Just as GovEx works to help local governments utilize data in order to improve its residents’ quality of life, the field of computational social science aims to apply quantitative methods to human behaviors in order to enact positive societal change. The conference offered attendees the opportunity to attend skills workshops and fascinating talks that covered research topics ranging from politics and social movements, to methods, news and media consumption.
We were excited to be one of the presenters of our own original research project. After a 3 month long selection process and round of commentary from our abstract’s raters, we were selected to be one of 104 poster presentations.
Originally tasked with creating a national taxonomy for 311 service request types (SRT) and categories for a GovEx project, we grew quickly disenchanted by the lack of metadata describing the process of service requests that were presently interpreted and categorized. What was happening between the moment a resident called 311 to make a service request and when their words were translated into an SRT and ultimately categorized? Their fear in not knowing this was: if 311 requests are translated and categorized in a way that is biased, this could result in negative outcomes for the very residents it’s meant to help —
What if a request was denied simply because it was miscategorized at the onset? What if citizens’ requests are ever ignored due to improper, ineffective coding schemes? What if certain requests are disproportionately overlooked on the basis of a caller’s speech?

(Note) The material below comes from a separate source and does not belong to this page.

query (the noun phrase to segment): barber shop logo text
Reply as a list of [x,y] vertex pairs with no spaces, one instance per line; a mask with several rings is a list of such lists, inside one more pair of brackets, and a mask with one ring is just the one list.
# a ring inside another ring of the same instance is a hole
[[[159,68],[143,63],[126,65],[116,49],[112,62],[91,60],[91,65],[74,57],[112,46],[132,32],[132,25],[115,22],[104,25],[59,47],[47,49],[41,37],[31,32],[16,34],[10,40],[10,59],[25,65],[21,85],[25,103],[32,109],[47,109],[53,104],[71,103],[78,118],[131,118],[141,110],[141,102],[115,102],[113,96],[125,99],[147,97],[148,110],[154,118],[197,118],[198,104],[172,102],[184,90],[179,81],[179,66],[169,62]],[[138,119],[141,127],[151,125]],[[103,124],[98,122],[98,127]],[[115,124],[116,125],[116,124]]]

Impassioned by our mutual love for text analysis, open data, R, and difficult questions, we extended the project to explore our research question:
Is there a way to create an automated national coding scheme for 311 service requests that eliminates the potential of human bias?
In conducting research around text automation, we understood that sentiment analysis on text data utilizes specific dictionaries of words. We considered what language might currently be excluded when using dictionaries in text or sentiment analyses, as well as whether Natural Language Processing (NLP) algorithms reflect certain dialects, idioms, speech, or words.
We came to the conclusion for our project that “311 service request dictionaries” must include diverse, non-standard English text to reflect diverse cities and diverse speech. After all, our society has become more diverse, language and speech have changed and new words are part of the lexicon. What may have worked at one time, does not necessarily work for today or tomorrow. So with our guiding questions in mind, we analyzed free response text in ten U.S. cities’ open 311 datasets.
Our initial findings showed that there exists some evidence to support our initial theory that categorization of requests is, in part, due to some lack of thoughtfulness around informal and diverse speech. Our analysis revealed one example of this, in which some animal concerns were categorized as traffic violations. While our first finding was applauded by our audience at IC2S2, we still have a great deal of work ahead of us.
Moving forward, we hope to publish our methods, data, algorithm, and detailed instructions for implementation. We plan to eventually release our machine learning algorithm that will serve as an evidence-based tool for categorizing 311 service requests so that cities are better able to serve the needs of all of their residents. Rather than replace the work of a 311 responder, the algorithm can serve to supplement that responder’s process.